Our results emphasize the need to integrate the influence of soil water content on E s into global models that simulate the response of forest ecosystem fluxes to climate changes.

1 Introduction

Tree stems are the largest component of living aboveground biomass responsible for carbon storage. Through secondary growth, carbon is stored in stems, but the stem surface also releases large amounts of carbon into the atmosphere through stem CO2 efflux (E s). Stem and branch respiration account for up to 37% of the total annual ecosystem respiration in temperate forests (Janssens et al. 2001), 10% in dry Mediterranean forests (Maseyk et al. 2008), and about 13% in Neotropical rainforests (Cavaleri et al. 2008; Chambers et al. 2004).

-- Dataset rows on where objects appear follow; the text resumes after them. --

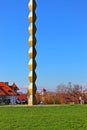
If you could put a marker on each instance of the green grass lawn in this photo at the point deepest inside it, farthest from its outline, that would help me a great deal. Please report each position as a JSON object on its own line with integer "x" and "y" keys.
{"x": 62, "y": 117}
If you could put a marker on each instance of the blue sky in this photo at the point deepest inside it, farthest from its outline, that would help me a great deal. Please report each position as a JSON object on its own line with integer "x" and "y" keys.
{"x": 61, "y": 42}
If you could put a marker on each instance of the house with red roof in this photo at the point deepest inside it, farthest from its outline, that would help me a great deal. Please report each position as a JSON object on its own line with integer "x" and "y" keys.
{"x": 8, "y": 93}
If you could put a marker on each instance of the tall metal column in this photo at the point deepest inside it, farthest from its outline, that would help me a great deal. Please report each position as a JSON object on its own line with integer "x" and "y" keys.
{"x": 32, "y": 53}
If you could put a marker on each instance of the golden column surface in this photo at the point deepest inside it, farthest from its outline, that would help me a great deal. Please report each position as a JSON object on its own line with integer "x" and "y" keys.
{"x": 32, "y": 54}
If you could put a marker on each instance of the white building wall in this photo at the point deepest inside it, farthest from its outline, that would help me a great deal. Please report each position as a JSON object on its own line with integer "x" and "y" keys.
{"x": 13, "y": 99}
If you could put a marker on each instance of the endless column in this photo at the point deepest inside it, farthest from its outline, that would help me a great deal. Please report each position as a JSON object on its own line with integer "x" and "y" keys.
{"x": 32, "y": 53}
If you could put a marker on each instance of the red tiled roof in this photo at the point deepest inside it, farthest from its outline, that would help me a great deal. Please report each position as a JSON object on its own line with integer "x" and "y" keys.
{"x": 6, "y": 89}
{"x": 2, "y": 93}
{"x": 22, "y": 96}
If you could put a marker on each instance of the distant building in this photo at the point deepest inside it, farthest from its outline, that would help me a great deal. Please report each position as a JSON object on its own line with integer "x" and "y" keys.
{"x": 8, "y": 93}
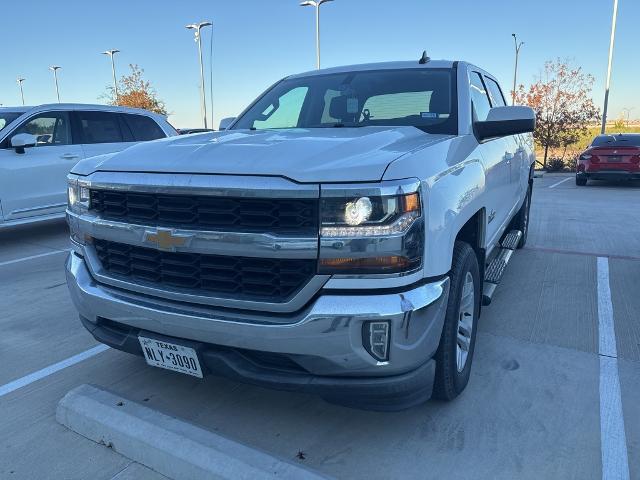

In Neotropical rainforests, large seasonal variations in total ecosystem respiration (R eco, the sum of all the autotrophic and heterotrophic respiration components in the ecosystem) have been observed (Bonal et al. 2008; Hutyra et al. 2007). During dry periods, R eco can decrease by as much as 30% (from 12.0 to 9.0 gC m−2 day−1 in French Guiana; Bonal et al. 2008) in association with a large decrease in soil respiration (Bonal et al. 2008; Davidson et al. 2000). However, whether seasonal variations in E s also contribute to seasonal variations in R eco remains unknown. To date, contrasting seasonal patterns in E s have been observed in Neotropical sites: a slight decrease in E s was found during the dry season in Brazil (Nepstad et al. 2002); higher E s values were observed during the dry and warm seasons at low altitudes in Tropical mountain forests in Ecuador (Zach et al. 2010b); no seasonal changes were observed in tropical lowland forests in Costa Rica (Cavaleri et al. 2006).

In temperate forests, the main abiotic factor contributing to seasonal variations in E s is air temperature, and an exponential relationship is usually observed (Ceschia et al. 2002; Damesin et al. 2002). However, in Neotropical regions, seasonal variations in daily mean air temperature are slight (24.5–27.0°C; Bonal et al. 2008) and therefore are unlikely to explain seasonal variations in E s. Zach et al. (2008, 2010b) confirmed that the influence of seasonal variations in temperature on E s was negligible in a Tropical mountain forest in Ecuador. However, considerable seasonal variations in rainfall, air humidity, and to a lesser extent solar radiation do occur in Neotropical regions (e.g., Bonal et al. 2008). These variations lead to large seasonal variations in soil water content (Bonal et al. 2000a, b, 2008; Guehl 1984), which influences soil respiration or R eco (Bonal et al. 2008; Davidson et al. 2000; Sotta et al. 2006) and emissions of methane, nitrous oxide, and nitric oxide from soils (Davidson et al. 2008). Under controlled conditions, simulated soil drought conditions were shown to contribute to a decrease in E s on young temperate trees (Saveyn et al. 2007). Yet, no clear evaluation of the influence of seasonal variations in environmental factors on E s has been conducted in Neotropical forests. The objective of this study was to characterize which environmental determinants help explain seasonal variations in E s in a Neotropical rainforest in French Guiana. We conducted a comprehensive sampling of tree stem CO2 efflux over 18 months encompassing large seasonal variations in climatic conditions.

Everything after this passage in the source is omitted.